My actual appointment started off bad. The nurse working with my doctor tried to talk me out of it. I was too young. I really should wait till I have kids because how could I really know I wanted this if I didn’t have kids. She told me maybe I just need to exercise if I don’t like the weight gain from the medications. I had all of my answers prepared. I don’t want biological children because I don’t want them to inherit my medical issues and I personally don’t feel like it is ethical in today’s world. I decided this years ago and don’t want kids and my age doesn’t affect it. I have medical issues that sterilization could be beneficial for depending on what direction we go with. It’s my body at the end of the day. I am literally terrified that my birth control will become unavailable or stop working and I will kill myself because I am physically allergic to or have negative mental reactions to all other types. That got her to shut up.

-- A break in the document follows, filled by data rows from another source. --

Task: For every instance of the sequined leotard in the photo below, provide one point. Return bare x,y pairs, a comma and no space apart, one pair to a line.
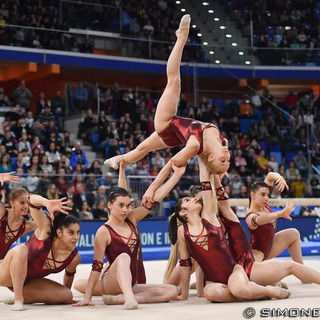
8,236
239,244
41,261
211,251
180,129
120,244
262,236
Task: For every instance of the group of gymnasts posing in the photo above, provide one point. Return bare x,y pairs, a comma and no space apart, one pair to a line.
227,266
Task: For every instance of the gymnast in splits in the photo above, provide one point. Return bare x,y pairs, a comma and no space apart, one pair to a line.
51,249
12,223
198,137
266,243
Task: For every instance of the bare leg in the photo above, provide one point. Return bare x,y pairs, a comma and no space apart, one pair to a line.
168,103
46,291
243,289
13,273
147,293
289,238
117,281
81,285
269,272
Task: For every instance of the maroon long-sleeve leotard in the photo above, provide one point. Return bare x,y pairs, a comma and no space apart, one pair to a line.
120,244
180,129
211,251
41,262
8,236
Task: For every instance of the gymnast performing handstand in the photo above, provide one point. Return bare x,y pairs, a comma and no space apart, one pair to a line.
170,130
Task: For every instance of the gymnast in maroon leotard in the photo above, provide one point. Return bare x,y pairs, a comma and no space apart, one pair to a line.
49,250
40,262
12,223
180,129
217,264
261,220
119,240
170,130
130,245
262,237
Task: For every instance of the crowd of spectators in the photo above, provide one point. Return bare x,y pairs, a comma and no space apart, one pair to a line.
44,24
261,140
282,24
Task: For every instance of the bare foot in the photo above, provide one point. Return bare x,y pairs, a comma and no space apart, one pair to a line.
112,299
113,162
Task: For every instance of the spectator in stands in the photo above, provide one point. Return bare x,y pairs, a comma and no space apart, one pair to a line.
292,172
101,195
246,108
79,157
10,144
239,159
19,163
100,212
85,212
291,99
263,161
62,181
92,184
306,211
53,154
58,106
32,180
44,183
298,187
52,192
5,164
301,162
22,96
46,165
81,97
41,103
46,115
274,164
81,196
4,97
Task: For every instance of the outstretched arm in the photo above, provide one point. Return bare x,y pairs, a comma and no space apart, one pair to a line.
185,269
101,241
122,181
7,176
209,209
223,200
280,182
36,203
139,213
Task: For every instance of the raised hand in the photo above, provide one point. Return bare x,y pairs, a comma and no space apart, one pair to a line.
281,184
287,211
57,205
147,199
8,176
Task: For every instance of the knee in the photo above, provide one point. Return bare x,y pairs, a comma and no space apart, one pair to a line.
214,294
21,253
174,82
171,292
78,286
296,234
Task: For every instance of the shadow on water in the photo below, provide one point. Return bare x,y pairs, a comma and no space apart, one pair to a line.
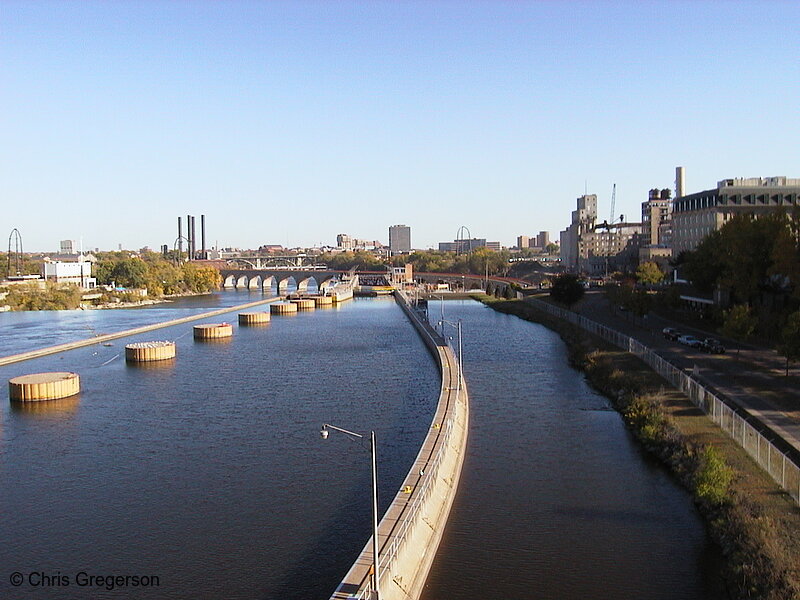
343,539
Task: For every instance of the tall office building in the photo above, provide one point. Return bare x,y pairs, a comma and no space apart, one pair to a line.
399,239
696,215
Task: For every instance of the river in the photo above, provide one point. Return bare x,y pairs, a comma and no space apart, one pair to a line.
209,471
557,501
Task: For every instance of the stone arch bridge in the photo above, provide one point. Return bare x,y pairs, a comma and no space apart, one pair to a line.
264,279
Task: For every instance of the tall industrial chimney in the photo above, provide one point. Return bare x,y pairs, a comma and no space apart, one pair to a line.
194,241
189,236
680,182
203,237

My doctor came in shortly after saying if I want a sterilization, I get a sterilization. She had to go through the consult and go over everything. She was impressed by how much research I did beforehand. She will not do the oophorectomy or hysterectomy right now. She will do the Bisalp and at the same time she is going to biopsy me for endometriosis because it is most likely something I have but hasn’t been officially diagnosed. After this, we are going to play around with other treatments for my PMDD and we will re-evaluate any further removals.

After we made the plans, I had to sign 3 separate consent forms, one of which is a special form for PA where I have to wait 30 days before surgery.

The surgery including intubation and recovery is only about 1.5 hours and I will go home same day. And she told me most people have surgery on Tuesday and are back at work the following Monday, if not sooner. I will be getting a call later this week with dates, and most likely it will be January 7th or 14th. And I will get told more information then.

I feel good about all of this and will update next time I have more info. Oh and my doctor was very nice and needed to know where I learned a lot of my info, and I told her there’s a Reddit and I let her know she was even included on it as a safe provider and I think that made her day!